Der Prototyp eines Pyrrhussiegs
- Norbert Ockenga
- vor 8 Stunden
- 2 Min. Lesezeit
Warum Grand Prix-Sieger Brady Kurtz trotz seines vierten Erfolgs in Serie der große Verlierer von Breslau ist.
Der erste Schein trügt. Nach dem Speedway-Grand Prix von Breslau hat Bartosz Zmarzlik immer noch drei Punkte Vorsprung auf Brady Kurtz. Exakt so viele also wie vor der Anreise nach Niederschlesien also.
Doch tatsächlich hat der Große Preis an der Oder für eine Vorentscheidung gesorgt. Denn Kurtz hat auf seiner Heimstrecke im Olympiastadion, der ehemaligen Schlesierkampfbahn im Sportpark Leerbeutel, die Vorzeigeversion eines Pyrrhussieges errungen: Der Australier hat zwar den Grand Prix gewonnen – doch trotzdem das Heft des Handelns in der WM aus der Hand gegeben.
Vor Breslau hätte Kurtz aus eigener Kraft Weltmeister werden können: mit zwei Grand Prix-Siegen und mindestens Platz 2 im Sprint von Breslau am Samstagnachmittag. Doch als der Australier nachmittags bereits in der ersten Runde der K.O.-Phase rausflog und Bartosz Zmarzlik ins Sprintfinale einzog, schlug das Pendel erstmals in Richtung des Polen aus.

Nur ein Doppelsieg der Belle Vue-Mancunians Kurtz und Dan Bewley hätte dem Australischen Meister vorm Saisonfinale in Vojens geholfen. Da aber Zmarzlik den cumbrischen Rotschopf im Finale des Grands Prix von Breslau noch abfing, hat er sich die Handlungshoheit gesichert: Anders als vor Breslau, kann nun in Dänemark nur noch Zmarzlik aus eigener Kraft Weltmeister werden – aber nicht mehr Kurtz.
Dem 30-jährigen Stettiner reicht in der Kleinstadt in Süddänemark selbst Platz 2 hinter Kurtz, um mit einem Punkt Vorsprung seinen Titel wieder erfolgreich zu verteidigen.
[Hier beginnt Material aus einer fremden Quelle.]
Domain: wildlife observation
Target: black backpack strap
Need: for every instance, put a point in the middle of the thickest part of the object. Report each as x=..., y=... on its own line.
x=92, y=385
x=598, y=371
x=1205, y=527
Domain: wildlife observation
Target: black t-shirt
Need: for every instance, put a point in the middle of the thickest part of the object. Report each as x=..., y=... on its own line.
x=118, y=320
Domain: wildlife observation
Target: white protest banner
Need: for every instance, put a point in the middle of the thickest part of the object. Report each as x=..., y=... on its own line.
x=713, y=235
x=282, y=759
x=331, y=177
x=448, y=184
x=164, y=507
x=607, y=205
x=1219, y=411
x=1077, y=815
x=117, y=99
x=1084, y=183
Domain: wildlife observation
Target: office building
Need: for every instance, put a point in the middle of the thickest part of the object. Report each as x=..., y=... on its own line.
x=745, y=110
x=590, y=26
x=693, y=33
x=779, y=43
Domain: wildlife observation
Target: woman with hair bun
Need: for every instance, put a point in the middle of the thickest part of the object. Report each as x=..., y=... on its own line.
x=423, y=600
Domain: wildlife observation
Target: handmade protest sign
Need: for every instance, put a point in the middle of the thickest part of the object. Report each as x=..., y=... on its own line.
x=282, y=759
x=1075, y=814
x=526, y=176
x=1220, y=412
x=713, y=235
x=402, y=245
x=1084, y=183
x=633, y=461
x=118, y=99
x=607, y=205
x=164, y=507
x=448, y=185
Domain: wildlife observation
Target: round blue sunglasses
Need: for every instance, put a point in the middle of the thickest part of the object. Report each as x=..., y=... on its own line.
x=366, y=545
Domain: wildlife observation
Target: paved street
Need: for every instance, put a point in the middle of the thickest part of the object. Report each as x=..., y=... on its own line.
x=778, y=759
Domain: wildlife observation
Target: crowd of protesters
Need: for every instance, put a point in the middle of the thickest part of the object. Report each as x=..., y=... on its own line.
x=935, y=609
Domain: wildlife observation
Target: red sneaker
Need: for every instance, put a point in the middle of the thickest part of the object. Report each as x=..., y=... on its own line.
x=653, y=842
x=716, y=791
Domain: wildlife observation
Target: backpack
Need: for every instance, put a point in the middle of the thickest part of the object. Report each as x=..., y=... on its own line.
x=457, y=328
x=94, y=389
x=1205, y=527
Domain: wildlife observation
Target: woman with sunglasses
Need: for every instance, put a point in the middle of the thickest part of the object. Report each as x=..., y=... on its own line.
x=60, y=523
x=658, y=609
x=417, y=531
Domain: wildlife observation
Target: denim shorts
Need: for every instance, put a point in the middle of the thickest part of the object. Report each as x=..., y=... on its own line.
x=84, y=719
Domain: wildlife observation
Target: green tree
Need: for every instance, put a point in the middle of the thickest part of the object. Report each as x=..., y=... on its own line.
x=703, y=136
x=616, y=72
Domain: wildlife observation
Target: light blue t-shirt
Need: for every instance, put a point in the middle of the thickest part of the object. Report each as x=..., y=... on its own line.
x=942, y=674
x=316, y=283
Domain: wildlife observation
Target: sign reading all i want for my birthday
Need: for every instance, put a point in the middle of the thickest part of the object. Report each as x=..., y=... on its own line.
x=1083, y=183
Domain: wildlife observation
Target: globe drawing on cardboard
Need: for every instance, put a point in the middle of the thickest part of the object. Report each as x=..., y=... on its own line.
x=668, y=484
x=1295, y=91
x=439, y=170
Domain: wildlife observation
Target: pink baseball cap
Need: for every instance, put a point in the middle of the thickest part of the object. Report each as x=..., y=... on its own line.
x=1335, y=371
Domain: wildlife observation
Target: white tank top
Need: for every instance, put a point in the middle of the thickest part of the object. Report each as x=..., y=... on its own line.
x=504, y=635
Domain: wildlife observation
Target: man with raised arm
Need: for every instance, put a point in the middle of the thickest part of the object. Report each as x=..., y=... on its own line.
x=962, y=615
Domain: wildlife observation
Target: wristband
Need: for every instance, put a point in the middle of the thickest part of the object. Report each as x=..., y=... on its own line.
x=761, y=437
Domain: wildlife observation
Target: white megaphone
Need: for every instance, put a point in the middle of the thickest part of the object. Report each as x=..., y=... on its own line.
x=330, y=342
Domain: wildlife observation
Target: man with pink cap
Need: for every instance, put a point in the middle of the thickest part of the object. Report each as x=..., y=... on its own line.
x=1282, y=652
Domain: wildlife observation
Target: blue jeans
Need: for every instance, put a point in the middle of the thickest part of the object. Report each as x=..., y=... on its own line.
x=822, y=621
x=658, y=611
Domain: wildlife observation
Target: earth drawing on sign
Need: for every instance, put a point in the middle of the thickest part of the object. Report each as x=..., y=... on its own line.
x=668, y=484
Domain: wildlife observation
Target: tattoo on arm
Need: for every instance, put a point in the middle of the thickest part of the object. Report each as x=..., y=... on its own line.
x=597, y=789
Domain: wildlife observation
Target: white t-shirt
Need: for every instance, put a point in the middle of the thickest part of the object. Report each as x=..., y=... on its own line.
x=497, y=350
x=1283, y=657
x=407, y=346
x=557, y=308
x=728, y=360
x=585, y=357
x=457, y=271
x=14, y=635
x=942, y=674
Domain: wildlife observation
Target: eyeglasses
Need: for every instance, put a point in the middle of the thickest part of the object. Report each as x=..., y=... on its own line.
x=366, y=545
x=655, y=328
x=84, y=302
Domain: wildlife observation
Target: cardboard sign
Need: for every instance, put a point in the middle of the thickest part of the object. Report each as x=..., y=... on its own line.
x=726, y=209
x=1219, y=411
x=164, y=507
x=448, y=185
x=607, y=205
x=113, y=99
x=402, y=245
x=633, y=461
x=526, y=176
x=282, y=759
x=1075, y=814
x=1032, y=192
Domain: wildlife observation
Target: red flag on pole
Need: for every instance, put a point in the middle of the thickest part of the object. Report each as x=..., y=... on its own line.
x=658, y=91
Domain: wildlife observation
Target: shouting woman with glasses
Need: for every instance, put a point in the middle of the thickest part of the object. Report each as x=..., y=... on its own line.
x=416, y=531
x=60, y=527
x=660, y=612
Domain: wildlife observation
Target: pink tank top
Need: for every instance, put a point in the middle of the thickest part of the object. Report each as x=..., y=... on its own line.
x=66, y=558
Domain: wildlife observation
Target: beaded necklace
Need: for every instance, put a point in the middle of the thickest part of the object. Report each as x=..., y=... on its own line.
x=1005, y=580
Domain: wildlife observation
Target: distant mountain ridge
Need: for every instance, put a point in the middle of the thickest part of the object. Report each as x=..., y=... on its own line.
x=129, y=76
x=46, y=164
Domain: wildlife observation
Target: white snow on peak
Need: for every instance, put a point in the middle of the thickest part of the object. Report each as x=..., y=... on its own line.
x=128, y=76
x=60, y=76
Denn im Stadion an der Tinglykke, im Industriegebiet außerhalb Vojens’, wird kein Sprint ausgefahren, sondern nur ein Q3, in dem sich vier Fahrer über fliegende Runden messen und so zwar das Recht der frühesten Startnummernwahl erkämpfen – aber keine extra WM-Punkte.
Kurtz kann also nur mit drei Punkten Rückstand in den Grand Prix-Abend gehen. Und die Abstufungen zwischen den einzelnen Endplatzierungen in der Tageswertung liegen bei höchstens zwei Zählern. Selbst ein Finalsieg würde dem Aussie demzufolge nichts nützen, solange nicht mindestens ein weiterer Fahrer hinter ihm, aber vor Zmarzlik in Wertung kommt.
So hat Zmarzlik durch seinen dritten Platz im Sprint von Breslau dafür gesorgt, dass seine Niederlage im Hauptrennen in Niederschlesien kaum ins Gewicht gefällt – sondern ihm im Gegenteil sogar die Lufthoheit beim entscheidenden Abend wenige Kilometer nördlich von Flensburg in die Hände spielt.